Die Gemeinde Lautertal erhält eine Förderung in Höhe von über 2.500 Euro für ein Naturschutzprojekt. Die Mittel stammen aus Ersatzgeldern des Regierungspräsidiums Gießen und decken die Maßnahme zu 100 Prozent ab. Für die Gemeinde entstehen somit keine Eigenkosten.
Mit den Fördermitteln soll an mehreren Waldparzellen ein neuer, klimaresilienter Waldrand aufgebaut werden. Ziel ist es, den Übergangsbereich zwischen Wald und offener Landschaft ökologisch aufzuwerten und widerstandsfähiger gegenüber den Folgen des Klimawandels zu gestalten.
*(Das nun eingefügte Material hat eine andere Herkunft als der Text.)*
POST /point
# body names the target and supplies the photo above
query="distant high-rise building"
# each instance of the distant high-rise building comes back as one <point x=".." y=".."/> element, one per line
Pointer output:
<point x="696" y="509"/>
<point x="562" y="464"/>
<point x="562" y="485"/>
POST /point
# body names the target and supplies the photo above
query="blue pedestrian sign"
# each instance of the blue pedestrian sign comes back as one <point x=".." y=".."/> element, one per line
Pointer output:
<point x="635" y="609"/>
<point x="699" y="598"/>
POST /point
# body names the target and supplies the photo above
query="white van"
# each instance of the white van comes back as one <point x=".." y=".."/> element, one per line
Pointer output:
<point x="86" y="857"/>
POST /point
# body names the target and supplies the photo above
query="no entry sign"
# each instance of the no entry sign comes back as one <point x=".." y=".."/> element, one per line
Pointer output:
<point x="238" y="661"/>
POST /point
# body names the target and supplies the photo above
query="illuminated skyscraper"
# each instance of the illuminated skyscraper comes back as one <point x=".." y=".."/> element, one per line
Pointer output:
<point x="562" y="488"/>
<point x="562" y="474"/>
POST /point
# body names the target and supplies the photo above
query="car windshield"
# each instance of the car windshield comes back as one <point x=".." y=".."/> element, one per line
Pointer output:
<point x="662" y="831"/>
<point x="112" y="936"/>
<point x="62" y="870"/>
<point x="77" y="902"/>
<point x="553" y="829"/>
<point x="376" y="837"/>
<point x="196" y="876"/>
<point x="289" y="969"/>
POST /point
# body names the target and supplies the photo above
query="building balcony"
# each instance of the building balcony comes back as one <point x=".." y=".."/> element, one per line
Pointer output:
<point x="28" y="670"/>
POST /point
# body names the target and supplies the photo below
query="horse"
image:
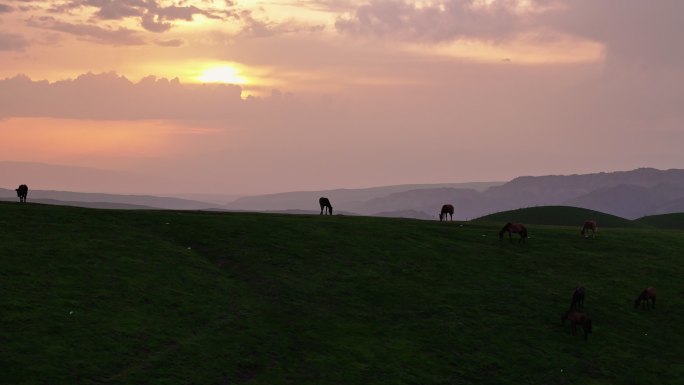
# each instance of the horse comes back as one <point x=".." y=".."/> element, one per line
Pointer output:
<point x="577" y="302"/>
<point x="325" y="204"/>
<point x="514" y="228"/>
<point x="589" y="225"/>
<point x="446" y="209"/>
<point x="644" y="297"/>
<point x="577" y="318"/>
<point x="22" y="191"/>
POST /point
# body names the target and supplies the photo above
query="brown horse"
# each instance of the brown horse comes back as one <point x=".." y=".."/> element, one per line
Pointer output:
<point x="577" y="318"/>
<point x="577" y="302"/>
<point x="589" y="225"/>
<point x="22" y="192"/>
<point x="644" y="297"/>
<point x="517" y="228"/>
<point x="446" y="209"/>
<point x="325" y="204"/>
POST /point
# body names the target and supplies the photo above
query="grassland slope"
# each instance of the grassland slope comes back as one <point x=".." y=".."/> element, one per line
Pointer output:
<point x="663" y="221"/>
<point x="162" y="297"/>
<point x="557" y="216"/>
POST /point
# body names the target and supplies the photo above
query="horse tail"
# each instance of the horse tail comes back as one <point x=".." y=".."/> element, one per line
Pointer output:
<point x="565" y="316"/>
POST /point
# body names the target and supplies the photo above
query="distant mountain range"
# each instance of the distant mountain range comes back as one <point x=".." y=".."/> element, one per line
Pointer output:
<point x="628" y="194"/>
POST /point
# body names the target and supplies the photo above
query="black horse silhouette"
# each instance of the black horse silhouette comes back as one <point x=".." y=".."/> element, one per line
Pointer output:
<point x="577" y="302"/>
<point x="514" y="228"/>
<point x="577" y="318"/>
<point x="22" y="192"/>
<point x="446" y="209"/>
<point x="644" y="297"/>
<point x="325" y="204"/>
<point x="587" y="226"/>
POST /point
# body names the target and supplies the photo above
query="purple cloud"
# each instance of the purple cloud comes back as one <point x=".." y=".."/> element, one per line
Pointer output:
<point x="12" y="42"/>
<point x="119" y="36"/>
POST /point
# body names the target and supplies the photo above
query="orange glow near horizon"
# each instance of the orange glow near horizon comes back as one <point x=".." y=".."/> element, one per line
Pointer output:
<point x="47" y="139"/>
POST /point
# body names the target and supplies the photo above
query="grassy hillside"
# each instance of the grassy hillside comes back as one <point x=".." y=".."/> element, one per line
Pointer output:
<point x="664" y="221"/>
<point x="557" y="216"/>
<point x="159" y="297"/>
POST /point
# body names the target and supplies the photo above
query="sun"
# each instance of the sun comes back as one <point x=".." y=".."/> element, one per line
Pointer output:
<point x="222" y="74"/>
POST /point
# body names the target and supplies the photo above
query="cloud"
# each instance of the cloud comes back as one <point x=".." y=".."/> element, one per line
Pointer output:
<point x="118" y="36"/>
<point x="170" y="43"/>
<point x="153" y="16"/>
<point x="12" y="42"/>
<point x="253" y="27"/>
<point x="110" y="96"/>
<point x="632" y="31"/>
<point x="435" y="22"/>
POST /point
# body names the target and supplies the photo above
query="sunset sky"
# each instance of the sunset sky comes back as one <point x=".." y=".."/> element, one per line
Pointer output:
<point x="258" y="96"/>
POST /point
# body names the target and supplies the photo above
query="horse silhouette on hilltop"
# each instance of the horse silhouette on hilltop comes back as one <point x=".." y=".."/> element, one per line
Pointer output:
<point x="446" y="209"/>
<point x="325" y="204"/>
<point x="516" y="228"/>
<point x="22" y="192"/>
<point x="589" y="226"/>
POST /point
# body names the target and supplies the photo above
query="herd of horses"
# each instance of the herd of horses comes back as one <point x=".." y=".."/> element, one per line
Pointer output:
<point x="575" y="314"/>
<point x="578" y="318"/>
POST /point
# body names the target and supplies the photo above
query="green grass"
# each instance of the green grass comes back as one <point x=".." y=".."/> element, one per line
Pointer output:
<point x="557" y="216"/>
<point x="163" y="297"/>
<point x="664" y="221"/>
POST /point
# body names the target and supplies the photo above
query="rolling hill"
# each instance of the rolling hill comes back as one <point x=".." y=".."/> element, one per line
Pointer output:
<point x="167" y="297"/>
<point x="663" y="221"/>
<point x="557" y="216"/>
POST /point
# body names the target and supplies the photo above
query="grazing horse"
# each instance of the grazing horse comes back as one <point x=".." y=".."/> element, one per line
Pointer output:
<point x="514" y="228"/>
<point x="589" y="225"/>
<point x="22" y="191"/>
<point x="577" y="302"/>
<point x="446" y="209"/>
<point x="577" y="318"/>
<point x="325" y="204"/>
<point x="642" y="299"/>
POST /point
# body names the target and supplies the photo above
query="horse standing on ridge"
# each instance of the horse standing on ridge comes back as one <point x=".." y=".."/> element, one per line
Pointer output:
<point x="577" y="302"/>
<point x="446" y="209"/>
<point x="577" y="318"/>
<point x="514" y="228"/>
<point x="22" y="192"/>
<point x="644" y="297"/>
<point x="589" y="225"/>
<point x="325" y="204"/>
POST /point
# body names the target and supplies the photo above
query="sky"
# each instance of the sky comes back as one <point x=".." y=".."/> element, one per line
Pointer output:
<point x="248" y="97"/>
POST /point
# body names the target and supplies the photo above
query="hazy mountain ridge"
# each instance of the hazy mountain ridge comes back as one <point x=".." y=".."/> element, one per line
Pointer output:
<point x="349" y="199"/>
<point x="628" y="194"/>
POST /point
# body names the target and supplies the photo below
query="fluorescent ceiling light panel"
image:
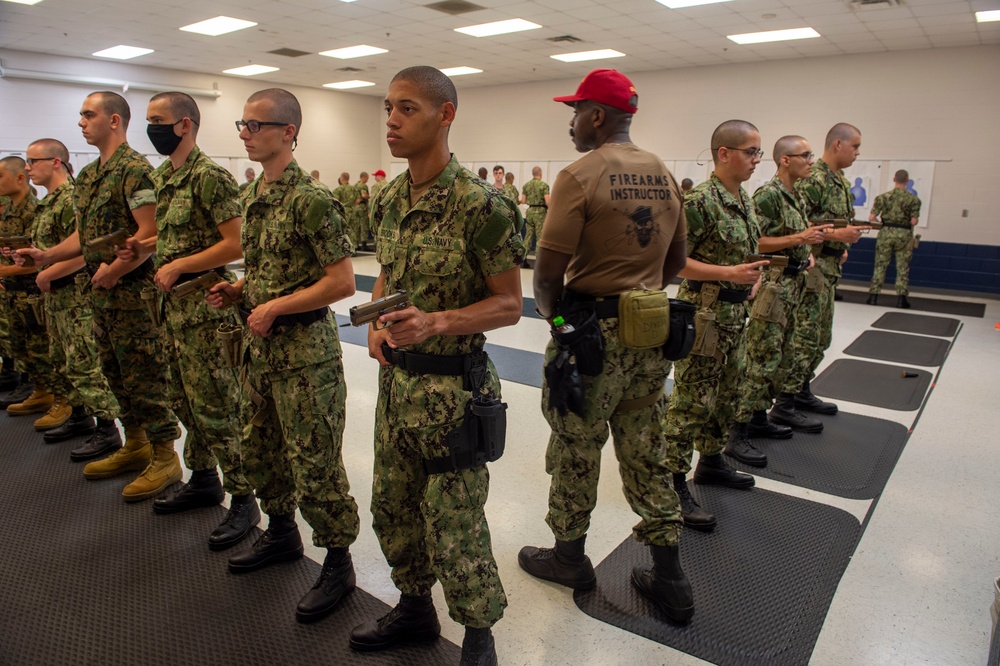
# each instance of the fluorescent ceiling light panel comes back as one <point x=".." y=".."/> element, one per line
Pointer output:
<point x="580" y="56"/>
<point x="122" y="52"/>
<point x="353" y="52"/>
<point x="220" y="25"/>
<point x="681" y="4"/>
<point x="497" y="28"/>
<point x="773" y="36"/>
<point x="250" y="70"/>
<point x="460" y="71"/>
<point x="347" y="85"/>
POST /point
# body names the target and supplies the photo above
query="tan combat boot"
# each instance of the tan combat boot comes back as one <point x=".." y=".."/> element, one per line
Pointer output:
<point x="133" y="456"/>
<point x="164" y="469"/>
<point x="39" y="401"/>
<point x="57" y="415"/>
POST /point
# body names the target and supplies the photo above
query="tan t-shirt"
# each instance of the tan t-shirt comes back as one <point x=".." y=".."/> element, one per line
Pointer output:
<point x="616" y="210"/>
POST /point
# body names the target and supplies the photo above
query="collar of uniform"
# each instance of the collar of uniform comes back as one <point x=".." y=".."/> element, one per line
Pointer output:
<point x="165" y="174"/>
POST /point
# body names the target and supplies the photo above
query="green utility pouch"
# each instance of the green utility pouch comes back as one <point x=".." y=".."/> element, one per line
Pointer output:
<point x="706" y="339"/>
<point x="151" y="297"/>
<point x="643" y="318"/>
<point x="815" y="282"/>
<point x="682" y="330"/>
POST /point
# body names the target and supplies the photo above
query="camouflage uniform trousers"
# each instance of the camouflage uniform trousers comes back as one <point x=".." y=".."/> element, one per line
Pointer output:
<point x="813" y="330"/>
<point x="573" y="456"/>
<point x="27" y="339"/>
<point x="704" y="400"/>
<point x="204" y="391"/>
<point x="294" y="458"/>
<point x="133" y="360"/>
<point x="73" y="351"/>
<point x="533" y="221"/>
<point x="893" y="241"/>
<point x="770" y="352"/>
<point x="432" y="526"/>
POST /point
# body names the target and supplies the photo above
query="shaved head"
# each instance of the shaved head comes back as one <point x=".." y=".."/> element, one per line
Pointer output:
<point x="113" y="103"/>
<point x="842" y="132"/>
<point x="786" y="145"/>
<point x="730" y="134"/>
<point x="286" y="106"/>
<point x="431" y="82"/>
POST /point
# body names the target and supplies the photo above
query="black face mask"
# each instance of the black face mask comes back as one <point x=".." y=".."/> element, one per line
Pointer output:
<point x="163" y="138"/>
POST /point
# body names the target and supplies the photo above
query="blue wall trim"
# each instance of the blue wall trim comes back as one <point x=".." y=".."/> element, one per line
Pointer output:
<point x="958" y="266"/>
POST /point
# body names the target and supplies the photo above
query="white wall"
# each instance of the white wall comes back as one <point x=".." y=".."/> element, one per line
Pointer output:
<point x="339" y="130"/>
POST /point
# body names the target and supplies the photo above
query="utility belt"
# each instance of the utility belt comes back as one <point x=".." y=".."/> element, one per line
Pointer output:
<point x="724" y="295"/>
<point x="66" y="281"/>
<point x="483" y="433"/>
<point x="827" y="251"/>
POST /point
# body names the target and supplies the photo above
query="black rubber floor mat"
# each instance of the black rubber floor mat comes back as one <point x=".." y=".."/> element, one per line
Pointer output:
<point x="87" y="579"/>
<point x="853" y="456"/>
<point x="875" y="384"/>
<point x="941" y="306"/>
<point x="899" y="348"/>
<point x="763" y="580"/>
<point x="924" y="324"/>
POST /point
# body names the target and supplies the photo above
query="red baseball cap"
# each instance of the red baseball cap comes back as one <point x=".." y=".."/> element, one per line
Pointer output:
<point x="605" y="86"/>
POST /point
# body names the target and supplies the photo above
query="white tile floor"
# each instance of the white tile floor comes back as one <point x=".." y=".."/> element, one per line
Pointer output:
<point x="920" y="585"/>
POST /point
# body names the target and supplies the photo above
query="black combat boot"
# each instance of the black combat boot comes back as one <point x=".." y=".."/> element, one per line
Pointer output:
<point x="715" y="471"/>
<point x="77" y="425"/>
<point x="203" y="489"/>
<point x="565" y="564"/>
<point x="761" y="427"/>
<point x="19" y="394"/>
<point x="105" y="439"/>
<point x="694" y="516"/>
<point x="243" y="516"/>
<point x="785" y="413"/>
<point x="280" y="542"/>
<point x="740" y="448"/>
<point x="805" y="401"/>
<point x="335" y="582"/>
<point x="665" y="584"/>
<point x="413" y="620"/>
<point x="478" y="648"/>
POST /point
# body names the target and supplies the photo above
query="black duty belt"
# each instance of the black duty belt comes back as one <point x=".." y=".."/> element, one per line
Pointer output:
<point x="65" y="281"/>
<point x="725" y="295"/>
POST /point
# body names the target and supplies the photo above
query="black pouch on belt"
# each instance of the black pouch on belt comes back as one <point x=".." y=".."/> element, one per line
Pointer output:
<point x="682" y="331"/>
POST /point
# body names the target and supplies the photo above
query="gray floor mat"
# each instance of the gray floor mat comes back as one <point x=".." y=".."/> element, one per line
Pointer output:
<point x="763" y="581"/>
<point x="87" y="579"/>
<point x="853" y="456"/>
<point x="900" y="348"/>
<point x="875" y="384"/>
<point x="913" y="323"/>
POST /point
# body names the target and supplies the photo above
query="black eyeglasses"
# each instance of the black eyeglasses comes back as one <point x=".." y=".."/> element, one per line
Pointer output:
<point x="750" y="152"/>
<point x="253" y="126"/>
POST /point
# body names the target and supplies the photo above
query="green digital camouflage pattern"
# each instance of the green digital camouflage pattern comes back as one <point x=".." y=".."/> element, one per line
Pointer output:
<point x="573" y="456"/>
<point x="826" y="194"/>
<point x="897" y="207"/>
<point x="292" y="229"/>
<point x="770" y="345"/>
<point x="130" y="348"/>
<point x="433" y="527"/>
<point x="191" y="203"/>
<point x="722" y="230"/>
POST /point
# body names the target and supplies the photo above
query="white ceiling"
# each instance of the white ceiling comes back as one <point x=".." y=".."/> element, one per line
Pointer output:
<point x="652" y="36"/>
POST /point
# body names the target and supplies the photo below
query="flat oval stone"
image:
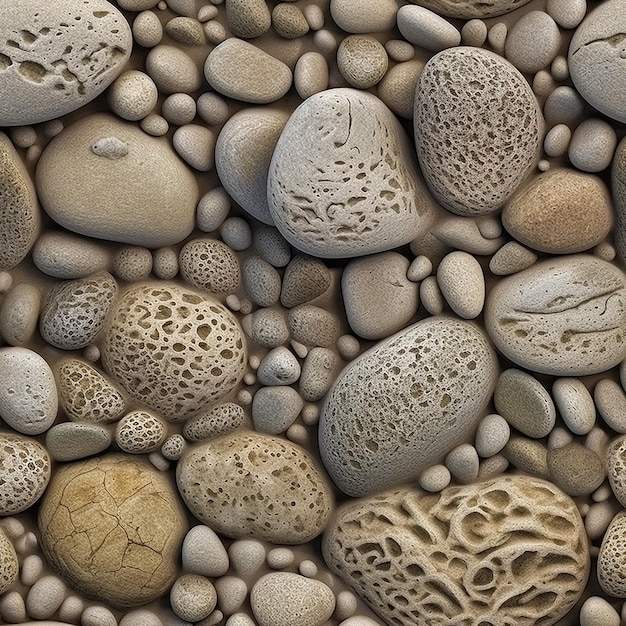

„Ich freue mich sehr, dass wir dieses Projekt dank der vollständigen Förderung aus Ersatzgeldern ohne zusätzliche eigene Haushaltsmittel umsetzen können. Ein gesunder, klimaresilienter Waldrand ist eine Investition in die Zukunft – für die Artenvielfalt und für die Widerstandsfähigkeit unserer Wälder. Mein Dank gilt dem Regierungspräsidium, das die hohe Bedeutung dieser Maßnahme erkannt und uns angesichts enger werdender finanzieller Spielräume diese 100-Prozent-Förderung ermöglicht hat", betont Bürgermeister Lukas Becker.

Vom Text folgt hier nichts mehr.